En l’espace de trente minutes de jeu, les locaux ont vu s’envoler en fumée simultanément une avance de 18 points et leurs aspirations à représenter l’Association américaine au Super Bowl, le 4 février prochain. Dominante en première demie, particulièrement dans l’aspect aérien du jeu, l’attaque des Chiefs a été contenue au point d'être blanchie lors de la deuxième.

« Il y a aussi la frustration d’être passé à côté de quelque chose. C’est un sentiment que tout le monde partageait dans le vestiaire. Après tout, on venait de passer quatre ou cinq semaines à disputer notre meilleur football de l’année après un creux de vague durant lequel on avait dû se remettre en question afin de remonter la pente », a-t-il plaidé.

Laurent Duvernay-TardifSi les Chiefs étaient passés bien près d’accéder à la finale d’association la saison dernière, cédant finalement devant les Steelers de Pittsburgh dans un duel dont l’issue avait été décidée en toute fin de match, le revers essuyé dès le premier tour samedi dernier aura été encore plus difficile à accepter pour Duvernay-Tardif.

« D’un point de vue personnel, j’étais revenu de loin après ma blessure [une entorse au genou gauche subie lors de la quatrième semaine d’activités, le 3 octobre] pour retrouver le niveau de jeu que j’affichais en début de saison. Ç’avait été une année en montagnes russes au point de vue du moral collectif aussi, mais on avait senti un déclic se produire dans le dernier droit. Tout semblait pointer dans la bonne direction, puis d’un coup, tu es confronté à la réalité que tout est terminé jusqu’à l’an prochain. »

Parcourant au volant de sa voiture les quelque 2100 km séparant Kansas City de Montréal, l’ancien des Redmen de l'Université McGill a assurément disposé d’assez de temps en début de semaine pour repasser dans le détail le fil des événements.

« On dit souvent qu’un revirement chanceux peut changer la dynamique d’un match en l’espace d’un claquement de doigts. Je crois que c’est ce qui rend le football aussi imprévisible. C’est possible de se relever d’une malchance, peut-être même de deux pour l’emporter. Mais lorsque ces jeux se multiplient, ça devient dangereux et ce match nous en a servi un exemple assez frappant », a constaté le no 76 des Chiefs.

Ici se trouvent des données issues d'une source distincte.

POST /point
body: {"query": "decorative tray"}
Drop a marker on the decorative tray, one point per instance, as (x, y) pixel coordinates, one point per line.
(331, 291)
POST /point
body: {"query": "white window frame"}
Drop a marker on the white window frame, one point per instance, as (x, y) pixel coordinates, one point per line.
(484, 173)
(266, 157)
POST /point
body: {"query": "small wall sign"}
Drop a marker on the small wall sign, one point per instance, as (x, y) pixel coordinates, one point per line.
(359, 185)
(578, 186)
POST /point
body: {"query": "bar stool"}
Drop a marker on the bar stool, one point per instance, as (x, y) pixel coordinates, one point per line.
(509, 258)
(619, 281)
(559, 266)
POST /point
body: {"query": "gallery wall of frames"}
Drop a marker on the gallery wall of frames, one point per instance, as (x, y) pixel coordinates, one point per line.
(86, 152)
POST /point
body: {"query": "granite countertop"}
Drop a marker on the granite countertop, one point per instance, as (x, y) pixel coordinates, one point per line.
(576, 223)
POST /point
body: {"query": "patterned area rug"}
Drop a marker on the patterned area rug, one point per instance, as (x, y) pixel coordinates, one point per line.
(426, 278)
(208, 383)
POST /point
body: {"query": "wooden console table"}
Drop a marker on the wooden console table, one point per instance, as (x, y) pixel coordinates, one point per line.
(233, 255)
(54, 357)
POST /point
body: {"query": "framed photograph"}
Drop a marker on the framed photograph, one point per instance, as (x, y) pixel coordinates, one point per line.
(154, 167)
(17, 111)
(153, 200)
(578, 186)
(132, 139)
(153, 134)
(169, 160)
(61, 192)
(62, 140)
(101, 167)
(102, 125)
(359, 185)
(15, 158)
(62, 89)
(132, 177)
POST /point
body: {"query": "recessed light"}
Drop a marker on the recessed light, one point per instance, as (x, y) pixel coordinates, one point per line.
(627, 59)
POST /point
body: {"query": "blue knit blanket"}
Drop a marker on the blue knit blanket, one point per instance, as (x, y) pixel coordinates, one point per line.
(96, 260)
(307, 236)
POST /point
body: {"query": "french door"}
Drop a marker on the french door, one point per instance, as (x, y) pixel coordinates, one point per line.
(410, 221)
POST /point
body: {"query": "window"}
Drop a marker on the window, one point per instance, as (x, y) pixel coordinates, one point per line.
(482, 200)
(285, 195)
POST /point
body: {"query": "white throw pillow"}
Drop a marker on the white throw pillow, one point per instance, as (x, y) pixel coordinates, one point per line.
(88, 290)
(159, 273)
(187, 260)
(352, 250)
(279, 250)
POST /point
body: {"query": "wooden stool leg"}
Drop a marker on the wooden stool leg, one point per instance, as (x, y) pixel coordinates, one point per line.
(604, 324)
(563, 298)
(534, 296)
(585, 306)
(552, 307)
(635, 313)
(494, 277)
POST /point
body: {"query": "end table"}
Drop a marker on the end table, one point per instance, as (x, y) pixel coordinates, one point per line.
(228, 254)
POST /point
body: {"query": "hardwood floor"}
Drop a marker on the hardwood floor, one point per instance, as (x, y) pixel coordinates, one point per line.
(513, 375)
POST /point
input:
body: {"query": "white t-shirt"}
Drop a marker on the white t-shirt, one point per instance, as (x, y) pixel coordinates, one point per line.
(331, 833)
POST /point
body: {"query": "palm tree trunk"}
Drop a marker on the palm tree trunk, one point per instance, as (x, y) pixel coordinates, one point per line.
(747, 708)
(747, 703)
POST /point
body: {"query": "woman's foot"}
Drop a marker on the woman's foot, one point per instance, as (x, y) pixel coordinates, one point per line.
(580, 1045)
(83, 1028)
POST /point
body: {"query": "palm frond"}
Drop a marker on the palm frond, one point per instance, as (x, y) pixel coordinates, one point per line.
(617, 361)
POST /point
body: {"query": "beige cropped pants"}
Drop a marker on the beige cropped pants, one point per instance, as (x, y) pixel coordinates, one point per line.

Quand un malheur n’attend pas l’autre

Difficile de le contredire lorsqu’on s’arrête à analyser la séquence invraisemblable au cours de laquelle Marcus Mariota, des Titans, a atteint la zone des buts en récupérant au vol, par le plus heureux des hasards, un ballon qu’il avait lui-même lancé sans trop de conviction, et que le demi de coin Darrelle Revis a rabattu avec force... directement dans les mains de Mariota. Un jeu d’une telle rareté qu’on n’en a recensé un seul autre dans l’histoire moderne de la NFL – celui de Brad Johnson, des Vikings du Minnesota, en 1997 – selon la firme spécialisée en statistiques sportives Elias Sports Bureau.

Laurent Duvernay-Tardif fait le point sur sa saison


Ce n’était cependant que la pointe de l’iceberg pour les Chiefs, qui allaient ensuite voir une tentative de placement de l’excellent botteur recrue Harrison Butker aboutir directement sur la tige verticale de gauche, un jeu qui aurait pu à ce moment porter la marque à 24-10 vers la fin du troisième quart.

Et alors que la perspective inimaginable d’une défaite menaçait l’horizon, l’euphorie a regagné d’une traite les 73 319 spectateurs entassés lorsque Derrick Johnson a recouvré un ballon échappé par le demi offensif Derrick Henry avant de le transporter jusqu’à la zone des buts avec 1:57 à écouler à l’affrontement, redonnant les devants à des Chiefs gonflés à bloc. Mais cette exaltation aura finalement été de courte durée, après qu’une reprise vidéo eut permis de conclure de conclure que Henry avait résisté à la chute au sol avec la possession de ballon.

« Celle-là a été difficile à digérer. Mais le remède n’est pas bien compliqué : il faut revenir plus fort la saison prochaine. Je crois encore en cette équipe et en ce qu’elle peut accomplir », a-t-il martelé, avant de réitérer son entière confiance en l’entraîneur Andy Reid, « un coach qui a fait des Chiefs une équipe gagnante depuis son arrivée en 2013. »

Les JO, puis l’examen final

S’il reconnaît qu’il mettra un certain temps à chasser cet échec de son esprit, Laurent Duvernay-Tardif prévoit que l’expérience sportive unique qu’il s’apprête à vivre aux Jeux olympiques d’hiver de Pyeonchang agira comme un baume sur ses blessures.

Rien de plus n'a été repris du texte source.